むしろそんな状態に慣れられても困るから基地の遊戯室にもこの系統のゲームは置いていない。
「理屈はわかるがそれだと誰が乗っても同じじゃないのかって気がする」
「そこは前に高島さんも言ってたじゃない。大事なのは状況に対応する判断力だって」
ぶっちゃけた話巨人機はAIによる自動操縦だけでも動かせる。それでもあえてパイロットして人間を乗せているのは魔攻士が機械の判断だけでは対応できない相手だからだ。
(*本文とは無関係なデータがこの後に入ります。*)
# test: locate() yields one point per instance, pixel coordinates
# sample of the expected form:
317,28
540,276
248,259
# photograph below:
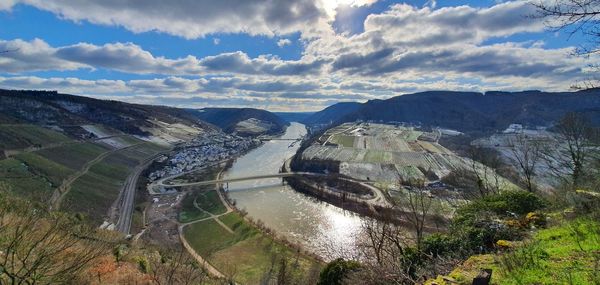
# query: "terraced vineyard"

個性豊かな魔攻士達に即座に対応する柔軟な判断こそがパイロットに求められる資質だ。
「パイロットの適性検査はそんな感じじゃなかったけどなあ」
巨人機は量産されているが兵士全員がパイロットになれるわけじゃない。整備運用出来る数には限りがあるので適性を見極めて振り分けられる。哉嗚もそういった検査を経て巨人機のパイロットに選ばれたわけだが…………どちらかといえば健康診断のようなもので判断力を計っているように思えなかった。
「医学的にわかる要素で選んでるのかもね」
「例えば?」
「哉嗚はすごく勘がいいじゃない」
「…………それは検査ではわかることなのか?」
哉嗚は確かに勘がいいし、それを昨日のように持論にもしている。だがなぜそう思うのかを説明するのは無理だし、体を調べて証明できるようなものではないのではと思う。
「公開されてない技術なんていくらでもあるわよ」
「隠す理由が無いだろ」
勘が優れているものを判別できるなら別に堂々と公開すればいい。その素養はパイロットとしては間違いなく役に立つものなのだから。
「隠す理由があるのかも」
「何のために」
「さあ」
晴香は肩を竦める。
「整備員にすら明かせないブラックボックスがある連中だもの」
なにをやっていたっておかしくないと晴香は思う。
「流石に穿ちすぎだろ」
「だといいけどね」
不機嫌そうに晴香は鼻を鳴らす。最近口にしてはいなかったがユグドのブラックボックスの件は未だに納得していないようだ。
「あー、それよりほかのゲームでもやらないか?」
話題を変えるように哉嗚は提案する。またやったところで巨人機のゲームは勝てない。練習すればそれなりにはなるだろうが混んでいてそれもままならない…………第一軍用と違う仕様で変な癖をせをつけるのもまずい。ここは素直に撤退して他で楽しむべきだろう。
「じゃ、あれ」
「…………ゲームじゃなくないか?」
晴香が指さしたのはゲームではなく写真を取ってシールにする機械だ。普通のゲーム機とは少し離れたところに色々な機種がまとめて設置されており、利用しているのは女子や男女のカップルたちで明らかに毛色が違う。
「嫌なの?」
「…………別に嫌じゃないが」
気恥ずかしいだけだ。
「そ、なら行くわよ」
晴香に手を引かれるままに哉嗚はその場を離れた。
◇
哉嗚はもちろんのこと晴香も使ったことはなかったようだが、まあ基本的に画面に出た説明の通りにやれば出来るようにはなっている。
「そもそもなんでシールなんだ」
「そりゃ色んな所に張れるからじゃない?」
「張ってどうするんだよ」
哉嗚には意味が分からない。
「色んなものに好きな人の顔があったら嬉しいじゃない」
「そんなもんかねえ」
戦場で思い出に浸るとか、哉嗚には前の部隊の先輩に読まされた漫画のせいで死亡フラグにしか思えない。それに色んな物に張るということは人の目にも触れやすいということで…………恥ずかしくないんだろうか。
「背景とかどうする?」
「シンプルでいいだろ」
やたら華美な装飾とか選ぶ心境が哉嗚にはわからない。
「じゃ、これで…………後は」
晴香がグイっと身を寄せて来る。
「哉嗚ももっと体を寄せなさいよ」
「…………わかった」
覚悟を決めたように哉嗚は晴香に肩を回して抱き寄せる。
「ちょっ、いきなりなによ!?」
「そっちから告白して来たんだろうが」
「びっくりしたって言ってるの!」
まくしたてながらも晴香がその頬を赤くする。
「正直お前を女として好きなのかどうかはまだよくわからん」
行動と裏腹な言葉を哉嗚は口にする。
「…………そう」
「でも、だ」
わからないが、それは否定ではない。
「帰る場所、帰りたい場所って言われて浮かんだのはお前のいる格納庫だった」
哉嗚にとって戦場から戻って最初に見る安心できるものがその光景だった。
「だからまあ…………あれだ」
まだそうじゃないと哉嗚は思うけれど
「今のまま俺の帰る場所でいてくれ」
きっとそうなることは遠くない。
「帰って来るのね?」
「ユグドは見捨てない」
そこは譲れない。
「だけど、必ず帰れるように足掻いて見せる」
欲張りでも、それが最善だと哉嗚は信じるがゆえに。
「そう」
そっけなく晴香が頷く。
「仕方ないからそれで妥協してあげる」
「厳しいな」
「完璧以上を求めるのが整備員だもの」
「…………女としてじゃなかったのか?」
「だから少し妥協してあげるんじゃない」
くすりと晴香が笑い、撮影のボタンを押す。
そこに写っていたのは、多分哉嗚が見た中で一番の笑顔だった。